Question

Demultiplex of V4 reads

0

Entering edit mode

6.4 years ago

agata88 ▴ 870

Hi all!

I have reads in R1 and R2 files, and I1 file including 12nc indexes (also fastq). In order to divide reads into separate files, I've performed merging step.

I used join_paired_ends.py program with following command:

join_paired_end.py -f <R1> -r <R2> -o demultiplexed/ -m fasts-join -b <I1> -p 15

It ended up with almost 94% of joined reads. Next, i've performed split_libraries_fastq.py script. When I looked at the histogram the number of reads per sequence length was very diverse:

Length  Count
249.0   14545440
.
.
.
489.0   1467

The amplification was performed for V4 region which length is around 291 nc, the sequencing was 2x250bp. So my question is, how come I have 1467 reads with almost 500 length? Is this a contamination?

Should I discard all read longer than 300bp for further analysis? What do you think about it?

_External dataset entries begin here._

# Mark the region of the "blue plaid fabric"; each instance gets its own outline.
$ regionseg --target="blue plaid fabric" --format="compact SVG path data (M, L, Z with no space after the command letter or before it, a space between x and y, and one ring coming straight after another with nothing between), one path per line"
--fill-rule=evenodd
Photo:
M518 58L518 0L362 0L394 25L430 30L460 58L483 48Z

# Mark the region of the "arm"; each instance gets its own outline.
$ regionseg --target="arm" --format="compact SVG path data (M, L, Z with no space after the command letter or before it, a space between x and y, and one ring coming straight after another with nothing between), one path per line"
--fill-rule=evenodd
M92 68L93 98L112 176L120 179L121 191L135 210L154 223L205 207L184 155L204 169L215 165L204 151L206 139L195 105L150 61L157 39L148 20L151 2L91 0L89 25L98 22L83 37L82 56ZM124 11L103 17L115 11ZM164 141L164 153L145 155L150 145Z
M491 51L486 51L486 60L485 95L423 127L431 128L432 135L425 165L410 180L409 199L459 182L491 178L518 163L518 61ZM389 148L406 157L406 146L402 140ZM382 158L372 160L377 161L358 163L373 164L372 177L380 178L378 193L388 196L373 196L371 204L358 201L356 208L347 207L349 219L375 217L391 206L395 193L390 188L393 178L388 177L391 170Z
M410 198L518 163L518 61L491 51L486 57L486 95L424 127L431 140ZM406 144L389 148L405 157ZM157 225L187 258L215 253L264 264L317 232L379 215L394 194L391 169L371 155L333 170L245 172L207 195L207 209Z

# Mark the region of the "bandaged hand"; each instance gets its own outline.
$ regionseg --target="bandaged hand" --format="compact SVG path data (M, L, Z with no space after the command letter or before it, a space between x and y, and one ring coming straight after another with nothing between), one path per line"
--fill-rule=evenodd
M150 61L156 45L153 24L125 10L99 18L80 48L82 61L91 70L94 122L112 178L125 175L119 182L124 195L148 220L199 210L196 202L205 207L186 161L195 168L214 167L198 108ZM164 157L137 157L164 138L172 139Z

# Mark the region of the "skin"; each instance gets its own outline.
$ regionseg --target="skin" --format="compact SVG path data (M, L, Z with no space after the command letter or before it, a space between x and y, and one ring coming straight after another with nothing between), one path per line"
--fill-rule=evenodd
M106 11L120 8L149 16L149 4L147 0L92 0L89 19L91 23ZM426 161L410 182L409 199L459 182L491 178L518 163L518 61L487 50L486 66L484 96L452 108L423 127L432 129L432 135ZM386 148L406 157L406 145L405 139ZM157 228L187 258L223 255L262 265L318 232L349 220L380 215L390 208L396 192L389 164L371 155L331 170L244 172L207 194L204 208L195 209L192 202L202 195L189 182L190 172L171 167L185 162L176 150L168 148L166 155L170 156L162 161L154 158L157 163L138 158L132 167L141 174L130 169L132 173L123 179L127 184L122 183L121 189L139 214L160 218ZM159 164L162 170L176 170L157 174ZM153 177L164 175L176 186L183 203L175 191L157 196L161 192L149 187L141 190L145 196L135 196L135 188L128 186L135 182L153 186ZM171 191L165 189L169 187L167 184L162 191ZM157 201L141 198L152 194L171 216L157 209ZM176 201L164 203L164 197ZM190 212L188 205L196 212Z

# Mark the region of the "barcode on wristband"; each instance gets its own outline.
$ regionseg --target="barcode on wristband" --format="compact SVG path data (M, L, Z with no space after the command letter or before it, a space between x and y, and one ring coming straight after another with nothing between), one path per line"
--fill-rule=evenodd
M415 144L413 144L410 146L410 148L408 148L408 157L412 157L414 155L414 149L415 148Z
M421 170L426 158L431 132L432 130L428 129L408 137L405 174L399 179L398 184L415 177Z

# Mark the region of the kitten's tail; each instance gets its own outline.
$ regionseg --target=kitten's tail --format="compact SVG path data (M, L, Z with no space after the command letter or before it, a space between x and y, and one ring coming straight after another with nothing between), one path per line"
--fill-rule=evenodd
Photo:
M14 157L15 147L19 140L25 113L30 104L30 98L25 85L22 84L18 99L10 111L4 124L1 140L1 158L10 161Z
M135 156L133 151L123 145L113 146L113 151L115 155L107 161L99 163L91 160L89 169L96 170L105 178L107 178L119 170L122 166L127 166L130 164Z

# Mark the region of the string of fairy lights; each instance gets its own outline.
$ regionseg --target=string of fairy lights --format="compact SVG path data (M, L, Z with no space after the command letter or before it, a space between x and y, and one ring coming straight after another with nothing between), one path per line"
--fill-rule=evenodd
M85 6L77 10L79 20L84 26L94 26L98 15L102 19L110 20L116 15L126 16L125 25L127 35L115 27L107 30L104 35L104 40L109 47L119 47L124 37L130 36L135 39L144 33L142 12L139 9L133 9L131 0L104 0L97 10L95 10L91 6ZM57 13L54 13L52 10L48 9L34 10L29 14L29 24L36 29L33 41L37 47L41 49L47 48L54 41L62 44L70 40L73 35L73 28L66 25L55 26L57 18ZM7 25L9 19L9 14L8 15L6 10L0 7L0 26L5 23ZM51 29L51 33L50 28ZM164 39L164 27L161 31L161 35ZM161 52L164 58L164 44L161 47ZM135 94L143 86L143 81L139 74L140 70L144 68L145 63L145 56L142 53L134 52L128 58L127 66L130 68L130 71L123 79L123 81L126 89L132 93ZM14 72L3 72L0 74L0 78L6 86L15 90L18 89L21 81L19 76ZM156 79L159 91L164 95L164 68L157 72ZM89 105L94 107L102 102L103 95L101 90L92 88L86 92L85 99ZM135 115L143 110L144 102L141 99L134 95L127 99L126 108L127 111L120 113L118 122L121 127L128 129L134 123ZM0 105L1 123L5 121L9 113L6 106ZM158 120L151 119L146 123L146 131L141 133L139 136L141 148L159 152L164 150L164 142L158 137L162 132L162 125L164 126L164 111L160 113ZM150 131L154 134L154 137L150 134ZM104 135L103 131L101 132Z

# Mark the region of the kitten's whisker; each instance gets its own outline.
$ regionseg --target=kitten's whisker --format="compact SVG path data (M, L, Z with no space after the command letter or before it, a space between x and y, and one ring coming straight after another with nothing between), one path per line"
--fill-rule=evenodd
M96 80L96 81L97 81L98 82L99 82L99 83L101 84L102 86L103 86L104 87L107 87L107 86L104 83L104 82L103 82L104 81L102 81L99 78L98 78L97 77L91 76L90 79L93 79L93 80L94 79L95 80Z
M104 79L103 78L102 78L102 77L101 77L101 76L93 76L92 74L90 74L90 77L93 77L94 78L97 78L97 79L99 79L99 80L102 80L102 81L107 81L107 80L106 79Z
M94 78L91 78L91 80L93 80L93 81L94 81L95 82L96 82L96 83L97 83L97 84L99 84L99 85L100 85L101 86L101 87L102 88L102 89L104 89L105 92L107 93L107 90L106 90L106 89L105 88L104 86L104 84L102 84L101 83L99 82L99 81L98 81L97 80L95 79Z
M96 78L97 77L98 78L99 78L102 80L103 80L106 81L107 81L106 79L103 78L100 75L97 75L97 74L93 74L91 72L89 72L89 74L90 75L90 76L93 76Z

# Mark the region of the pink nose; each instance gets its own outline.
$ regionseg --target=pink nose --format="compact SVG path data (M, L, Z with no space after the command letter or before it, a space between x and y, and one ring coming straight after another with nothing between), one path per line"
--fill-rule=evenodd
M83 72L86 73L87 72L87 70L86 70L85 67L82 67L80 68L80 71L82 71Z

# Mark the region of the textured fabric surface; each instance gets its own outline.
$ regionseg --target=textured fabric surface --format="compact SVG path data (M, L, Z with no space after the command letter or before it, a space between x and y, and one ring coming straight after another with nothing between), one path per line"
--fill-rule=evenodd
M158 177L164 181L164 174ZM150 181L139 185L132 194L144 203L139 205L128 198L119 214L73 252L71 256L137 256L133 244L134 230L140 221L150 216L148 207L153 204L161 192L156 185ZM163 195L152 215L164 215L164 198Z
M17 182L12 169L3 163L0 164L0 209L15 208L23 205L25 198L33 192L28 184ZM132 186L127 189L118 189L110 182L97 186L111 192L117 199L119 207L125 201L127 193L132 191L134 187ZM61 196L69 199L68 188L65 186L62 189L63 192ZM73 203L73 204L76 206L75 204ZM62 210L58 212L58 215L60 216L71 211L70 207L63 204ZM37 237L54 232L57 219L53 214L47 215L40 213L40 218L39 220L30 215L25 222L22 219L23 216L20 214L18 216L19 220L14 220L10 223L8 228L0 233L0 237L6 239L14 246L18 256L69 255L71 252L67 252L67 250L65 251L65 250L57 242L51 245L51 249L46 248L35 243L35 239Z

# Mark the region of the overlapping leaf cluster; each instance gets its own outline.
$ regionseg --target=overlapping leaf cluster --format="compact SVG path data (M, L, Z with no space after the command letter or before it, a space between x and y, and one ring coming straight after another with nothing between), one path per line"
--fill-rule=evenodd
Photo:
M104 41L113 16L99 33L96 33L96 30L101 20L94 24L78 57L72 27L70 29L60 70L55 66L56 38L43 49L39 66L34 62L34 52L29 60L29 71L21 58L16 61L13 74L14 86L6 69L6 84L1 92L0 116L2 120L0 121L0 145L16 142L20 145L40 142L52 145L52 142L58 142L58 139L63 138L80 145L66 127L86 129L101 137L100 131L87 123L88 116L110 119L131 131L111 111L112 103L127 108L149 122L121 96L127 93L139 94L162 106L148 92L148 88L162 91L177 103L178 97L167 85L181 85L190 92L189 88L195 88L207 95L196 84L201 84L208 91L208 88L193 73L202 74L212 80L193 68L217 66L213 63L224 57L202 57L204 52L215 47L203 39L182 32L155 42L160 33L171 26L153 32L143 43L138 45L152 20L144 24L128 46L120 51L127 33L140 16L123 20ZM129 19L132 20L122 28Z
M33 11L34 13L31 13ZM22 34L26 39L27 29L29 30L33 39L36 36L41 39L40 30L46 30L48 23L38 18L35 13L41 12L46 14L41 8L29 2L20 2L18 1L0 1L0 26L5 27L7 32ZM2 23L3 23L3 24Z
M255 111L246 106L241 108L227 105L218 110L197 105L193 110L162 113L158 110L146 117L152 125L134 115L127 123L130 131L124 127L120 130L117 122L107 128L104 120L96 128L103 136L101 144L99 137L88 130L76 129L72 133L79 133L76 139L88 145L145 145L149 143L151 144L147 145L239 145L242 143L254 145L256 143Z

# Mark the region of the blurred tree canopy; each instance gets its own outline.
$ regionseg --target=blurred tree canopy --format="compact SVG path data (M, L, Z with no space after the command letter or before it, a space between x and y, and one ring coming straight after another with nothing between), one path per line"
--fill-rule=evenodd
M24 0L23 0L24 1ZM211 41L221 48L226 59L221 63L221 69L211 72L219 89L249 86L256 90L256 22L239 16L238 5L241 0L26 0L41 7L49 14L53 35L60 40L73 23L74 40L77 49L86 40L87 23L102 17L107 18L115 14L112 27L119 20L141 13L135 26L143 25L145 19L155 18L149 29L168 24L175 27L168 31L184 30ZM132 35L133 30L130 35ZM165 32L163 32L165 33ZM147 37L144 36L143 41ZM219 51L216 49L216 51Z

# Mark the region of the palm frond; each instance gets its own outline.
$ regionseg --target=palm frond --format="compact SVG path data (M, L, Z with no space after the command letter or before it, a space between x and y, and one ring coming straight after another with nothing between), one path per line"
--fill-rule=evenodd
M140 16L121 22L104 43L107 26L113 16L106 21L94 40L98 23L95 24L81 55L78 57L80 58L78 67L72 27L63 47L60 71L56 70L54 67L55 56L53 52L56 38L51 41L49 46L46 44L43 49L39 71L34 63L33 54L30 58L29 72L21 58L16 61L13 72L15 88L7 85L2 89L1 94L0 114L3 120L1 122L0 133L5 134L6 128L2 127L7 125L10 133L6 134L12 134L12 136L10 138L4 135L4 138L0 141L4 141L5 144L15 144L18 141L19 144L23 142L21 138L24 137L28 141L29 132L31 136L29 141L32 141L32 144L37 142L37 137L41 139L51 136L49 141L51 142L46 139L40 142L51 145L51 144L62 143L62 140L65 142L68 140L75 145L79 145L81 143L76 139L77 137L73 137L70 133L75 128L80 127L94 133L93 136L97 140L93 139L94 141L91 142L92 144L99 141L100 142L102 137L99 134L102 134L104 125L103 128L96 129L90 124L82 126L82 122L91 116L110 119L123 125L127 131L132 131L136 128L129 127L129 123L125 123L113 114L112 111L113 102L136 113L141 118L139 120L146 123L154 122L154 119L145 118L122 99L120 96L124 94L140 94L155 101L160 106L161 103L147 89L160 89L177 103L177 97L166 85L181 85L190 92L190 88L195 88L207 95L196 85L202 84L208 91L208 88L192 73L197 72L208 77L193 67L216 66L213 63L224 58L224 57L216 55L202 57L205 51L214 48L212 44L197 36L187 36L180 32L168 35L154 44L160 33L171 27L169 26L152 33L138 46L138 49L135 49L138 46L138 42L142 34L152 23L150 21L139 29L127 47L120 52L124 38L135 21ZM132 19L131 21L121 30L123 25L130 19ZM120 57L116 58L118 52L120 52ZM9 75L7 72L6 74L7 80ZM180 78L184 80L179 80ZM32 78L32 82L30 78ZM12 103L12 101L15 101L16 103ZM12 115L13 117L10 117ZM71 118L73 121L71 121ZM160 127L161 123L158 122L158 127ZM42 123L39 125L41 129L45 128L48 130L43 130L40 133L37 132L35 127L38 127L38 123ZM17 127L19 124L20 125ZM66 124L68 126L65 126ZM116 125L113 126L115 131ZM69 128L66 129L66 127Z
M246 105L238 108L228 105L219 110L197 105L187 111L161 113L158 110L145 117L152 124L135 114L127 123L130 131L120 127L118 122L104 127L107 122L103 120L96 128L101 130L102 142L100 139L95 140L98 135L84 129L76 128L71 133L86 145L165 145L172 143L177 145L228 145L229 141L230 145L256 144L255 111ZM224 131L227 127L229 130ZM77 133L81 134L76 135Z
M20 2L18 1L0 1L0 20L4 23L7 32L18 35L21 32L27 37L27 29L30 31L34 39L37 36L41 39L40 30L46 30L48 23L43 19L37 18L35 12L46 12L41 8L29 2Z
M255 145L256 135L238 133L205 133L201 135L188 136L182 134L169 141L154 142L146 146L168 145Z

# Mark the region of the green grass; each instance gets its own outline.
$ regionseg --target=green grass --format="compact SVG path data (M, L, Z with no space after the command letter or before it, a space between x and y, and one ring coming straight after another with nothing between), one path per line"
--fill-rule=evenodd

Thanks in advance! Best, Agata

miseq demultiplex 16S • 1.2k views

ADD COMMENT • link updated 6.4 years ago by h.mon 35k • written 6.4 years ago by agata88 ▴ 870

score 0 · Answer 1 · 2018-06-25

You have 0.01% of 489 bp reads, compared to only 249 bp reads. If you consider the interval from, say, 249-333 bp, this percentage will probably be even smaller. This is pretty minimal, and some contamination / artifacts is usual for next generation sequencing.

You could provide more stringent parameters for join_paired_end.py. You used the tool defaults, which is to use fastq-join, and fastq-join default minimum overlap is 6 bases, if I am not mistaken.